Objective  To determine independent predictors of ECF, EAF, or IAS in patients undergoing damage control laparotomy after trauma, using the AAST Open Abdomen Registry.

Design  The AAST Open Abdomen registry of patients with an open abdomen following damage control laparotomy was used to identify patients who developed ECF, EAF, or IAS and to compare these patients with those without these complications. Univariate analyses were performed to compare these groups of patients. Variables from univariate analyses differing at P < .20 were entered into a stepwise logistic regression model to identify independent risk factors for ECF, EAF, or IAS.

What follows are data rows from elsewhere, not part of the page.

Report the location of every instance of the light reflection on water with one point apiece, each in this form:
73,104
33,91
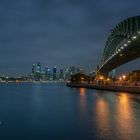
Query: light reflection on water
54,111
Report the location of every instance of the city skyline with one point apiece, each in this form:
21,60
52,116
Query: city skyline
61,33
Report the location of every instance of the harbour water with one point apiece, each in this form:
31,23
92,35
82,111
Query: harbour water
35,111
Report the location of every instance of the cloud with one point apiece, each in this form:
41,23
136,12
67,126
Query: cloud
58,32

Setting  Fourteen level I trauma centers.

Participants  A total of 517 patients with an open abdomen following damage control laparotomy.

Main Outcomes and Measures  Complication of ECF, EAF, or IAS.

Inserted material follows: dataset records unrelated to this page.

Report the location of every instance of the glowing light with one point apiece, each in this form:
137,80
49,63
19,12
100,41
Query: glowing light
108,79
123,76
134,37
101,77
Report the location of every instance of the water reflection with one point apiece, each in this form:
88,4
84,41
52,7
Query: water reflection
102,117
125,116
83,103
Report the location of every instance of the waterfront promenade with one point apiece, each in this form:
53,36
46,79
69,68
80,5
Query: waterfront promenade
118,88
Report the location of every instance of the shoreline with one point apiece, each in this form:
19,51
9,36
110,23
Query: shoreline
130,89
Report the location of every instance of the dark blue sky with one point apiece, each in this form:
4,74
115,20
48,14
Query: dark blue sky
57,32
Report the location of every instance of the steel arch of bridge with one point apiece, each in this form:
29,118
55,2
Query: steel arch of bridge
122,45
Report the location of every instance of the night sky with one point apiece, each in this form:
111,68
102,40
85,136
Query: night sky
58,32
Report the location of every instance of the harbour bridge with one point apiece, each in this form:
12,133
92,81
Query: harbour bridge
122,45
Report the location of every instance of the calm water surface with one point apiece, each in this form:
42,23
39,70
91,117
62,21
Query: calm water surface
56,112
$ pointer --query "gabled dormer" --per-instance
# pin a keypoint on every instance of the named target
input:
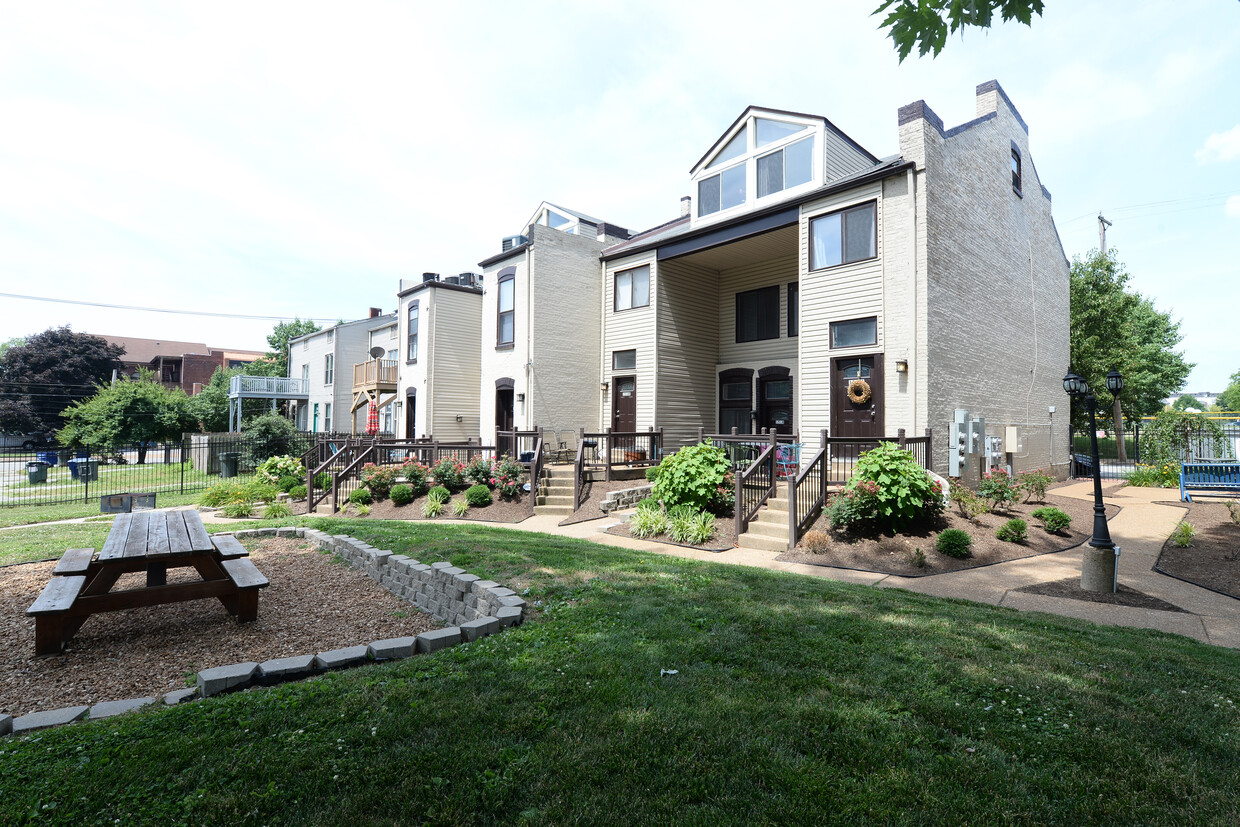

Results  More patients in the ECF/EAF/IAS group than in the group without these complications underwent bowel resection (63 of 111 patients [57%] vs 133 of 406 patients [33%]; P < .001). Within the first 48 hours after surgery, the ECF/EAF/IAS group received more colloids (P < .03) and total fluids (P < .03) than did the group without these complications. The ECF/EAF/IAS group underwent almost twice as many abdominal reexplorations as did the group without these complications (mean [SD] number, 4.1 [4.1] vs 2.2 [3.4]; P < .001). After multivariate analysis, the independent predictors of ECF/EAF/IAS were a large bowel resection (adjusted odds ratio [AOR], 3.56 [95% CI, 1.88-6.76]; P < .001), a total fluid intake at 48 hours of between 5 and 10 L (AOR, 2.11 [95% CI, 1.15-3.88]; P = .02) or more than 10 L (AOR, 1.93 [95% CI, 1.04-3.57]; P = .04), and an increasing number of reexplorations (AOR, 1.14 [95% CI, 1.06-1.21]; P < .001).

Conclusions and Relevance  Large bowel resection, large-volume fluid resuscitation, and an increasing number of abdominal reexplorations were statistically significant predictors of ECF, EAF, or IAS in patients with an open abdomen after damage control laparotomy.